DDevelopmental Editor
Literary · Daughter of Smoke · ch. 1
Passage
"She had a plan the way a child has a religion — inherited, fervent, and full of holes."
Margin note
This is your thesis, three pages in. Lovely. It also tells me the next 80,000 words need to put pressure on that inheritance — show me what she keeps, what she drops, what costs her. If chapter 14 isn't already in that conversation, I'd revisit it.
SSensitivity Reader
Literary · The Quiet Hours · prologue
Passage
"The neighbourhood was the kind of poor that looked clean from a distance."
Margin note
I love the line and I want to ask one thing: who is looking? If the narrator is from the neighbourhood, this is grit. If not, "looked clean from a distance" is doing some uncomfortable work. Naming the gaze (or removing it) would settle the question.
AAlpha Reader
Romantasy · The Salt Heir · ch. 3
Passage
"He did not so much enter the room as accuse it of being smaller than him."
Margin note
Okay, fine, I'm reading until 4am again. This is exactly the introduction this character needed — physical, theatrical, slightly mean. Please do not make him soften before chapter 12.
BBeta Reader
Romance · Year of the Mango Tree · full read
Passage
"She kept the letter in the cookbook between the recipes she would never make."
Margin note
Two days later this is what I remember. You promise me she'll find this letter again — make sure she does, and make sure something has changed in her by then.
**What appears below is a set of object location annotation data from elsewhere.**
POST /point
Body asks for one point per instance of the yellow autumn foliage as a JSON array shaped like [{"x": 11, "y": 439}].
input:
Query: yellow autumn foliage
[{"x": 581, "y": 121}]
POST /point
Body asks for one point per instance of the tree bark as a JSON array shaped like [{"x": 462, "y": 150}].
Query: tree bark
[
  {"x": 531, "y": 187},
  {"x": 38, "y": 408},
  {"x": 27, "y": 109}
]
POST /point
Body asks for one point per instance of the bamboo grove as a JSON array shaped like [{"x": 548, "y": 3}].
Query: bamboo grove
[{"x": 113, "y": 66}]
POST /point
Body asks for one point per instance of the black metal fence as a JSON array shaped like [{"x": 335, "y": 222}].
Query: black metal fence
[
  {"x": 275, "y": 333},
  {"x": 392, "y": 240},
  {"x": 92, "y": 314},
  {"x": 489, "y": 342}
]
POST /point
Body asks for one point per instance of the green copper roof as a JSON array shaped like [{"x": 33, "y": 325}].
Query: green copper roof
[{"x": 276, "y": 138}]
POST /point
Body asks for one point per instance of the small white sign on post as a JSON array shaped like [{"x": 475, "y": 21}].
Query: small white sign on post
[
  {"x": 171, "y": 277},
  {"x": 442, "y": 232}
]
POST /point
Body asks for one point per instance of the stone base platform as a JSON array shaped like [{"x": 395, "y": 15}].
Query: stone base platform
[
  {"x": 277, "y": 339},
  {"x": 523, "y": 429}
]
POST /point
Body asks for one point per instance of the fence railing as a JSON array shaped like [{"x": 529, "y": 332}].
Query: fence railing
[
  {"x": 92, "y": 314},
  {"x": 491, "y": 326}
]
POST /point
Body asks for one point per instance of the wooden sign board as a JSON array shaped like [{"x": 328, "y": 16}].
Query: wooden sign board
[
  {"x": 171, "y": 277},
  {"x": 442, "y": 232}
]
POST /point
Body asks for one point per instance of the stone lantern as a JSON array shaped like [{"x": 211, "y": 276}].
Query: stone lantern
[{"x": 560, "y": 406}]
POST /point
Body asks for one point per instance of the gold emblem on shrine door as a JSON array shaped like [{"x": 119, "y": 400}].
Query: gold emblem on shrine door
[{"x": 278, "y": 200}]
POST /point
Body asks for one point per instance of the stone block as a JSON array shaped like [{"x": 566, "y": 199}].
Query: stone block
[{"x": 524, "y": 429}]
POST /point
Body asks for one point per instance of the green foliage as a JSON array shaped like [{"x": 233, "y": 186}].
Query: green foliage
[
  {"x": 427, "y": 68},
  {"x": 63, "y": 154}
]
Right now, ch. 26 returns to the cookbook but not the letter. Easy fix; high payoff.
DDevelopmental Editor
Thriller · Quiet Sky · ch. 2
Passage
"He told the lie quickly, the way a child takes medicine."
Margin note
Stakes check: I'm at p.41 and I don't yet know what the lie costs him if discovered. You can be coy about the lie itself — fine — but the cost has to be on the page by p.50 or your reader is renting tension on credit.
AAlpha Reader
YA · The Glass Year · ch. 1
Passage
"Mum said grief was a country you eventually learned the language of. Then she stopped speaking."
Margin note
I cried at "Then she stopped speaking." That line is the whole book in nine words. Don't move it. I'm reading the rest of the chapter now and I'm scared.
SSensitivity Reader
YA · The Glass Year · ch. 4
Passage
"Her new school had three Black girls and they were all friends, which Maya thought was a relief and a sentence at the same time."
Margin note
This is sharp and true. Two micro-thoughts: "a relief and a sentence" is great — let it sit. Earlier you describe the school as "mostly white" which is fine, but the moment Maya enters could earn a specific noun (the building, a hallway smell) so the cliché of the white school doesn't carry the scene.
BBeta Reader
Memoir · Late Light · full read
Passage
"I was, at twenty-two, the kind of unkind that mistakes itself for honesty."
Margin note
This is the line of the book and it appears on p.7. The reader will be checking, all the way through, whether you earn it back. You do — mostly. Chapter 11 is where I felt you flinched. Worth a re-read.